Location
- Kelvin Road, Auckland, New Zealand
- Coordinates: 37°03′47″S 174°57′32″E﻿ / ﻿37.0630°S 174.9590°E

Information
- Type: Primary. (Years 0-6)
- Motto: Be the best you can be
- Established: 1968
- Ministry of Education Institution no.: 1332
- Enrollment: 557 (October 2025)
- Socio-economic decile: 1
- Website: krs.ac.nz

= Kelvin Road School =

Kelvin Road School is a medium-sized city school. Located in Papakura, a suburb of Auckland, New Zealand, south of the city's CBD (Downtown Auckland City). The school is located on the eastern side of Papakura, close to Ardmore Airport and near Red Hill. The school is a co-educational contributing state primary school, with a staff of twenty three full-time and four part-time teachers. The school is also part of a programme that adds a social worker to its team several days a week in an effort to build stronger communities.

Classrooms are in four blocks with facilities: library, speech clinic, reading and resource rooms, music/av room and swimming pool spread among them. The school has a strong focus on ICT in its curriculum and was the lead school in a Ministry of Education ICT Cluster from 2004 to 2006. The school also has a bilingual and two rumaki reo on site and is home to the Kelvin Road Whanau Centre a branch of the Great Potentials charity that helps support families and provides such as the HIPPY programme as well as kindergarten care.
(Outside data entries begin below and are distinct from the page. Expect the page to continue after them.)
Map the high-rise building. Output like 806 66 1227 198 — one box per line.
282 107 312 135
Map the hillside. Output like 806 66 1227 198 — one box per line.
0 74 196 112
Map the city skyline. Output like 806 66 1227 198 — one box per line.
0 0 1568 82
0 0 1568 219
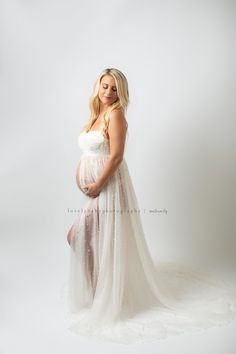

The school provides optional after school care in the form of a homework centre. sKids (Safe Kids In Daily Supervision) also provide safe after school supervision on the school site. Sports are also well catered for and supported by the staff. In 2007 SPARC (Sport & Recreation New Zealand) visited the school and helped run the schools own World Cup Tournament for Soccer which teams had been involved in over the space of two months. Each classroom represented a different country.
Recently the school has been involved in the second Literacy professional development initiative run by the Ministry of Education and has achieved outstanding results. Currently the school is involved in the Papakura Achievement Initiative, which has a strong focus on Literacy.

As part of the schools focus on ICT the school runs its own Radio Station called KRS FM which is broadcast on FM 107.1 throughout the school day.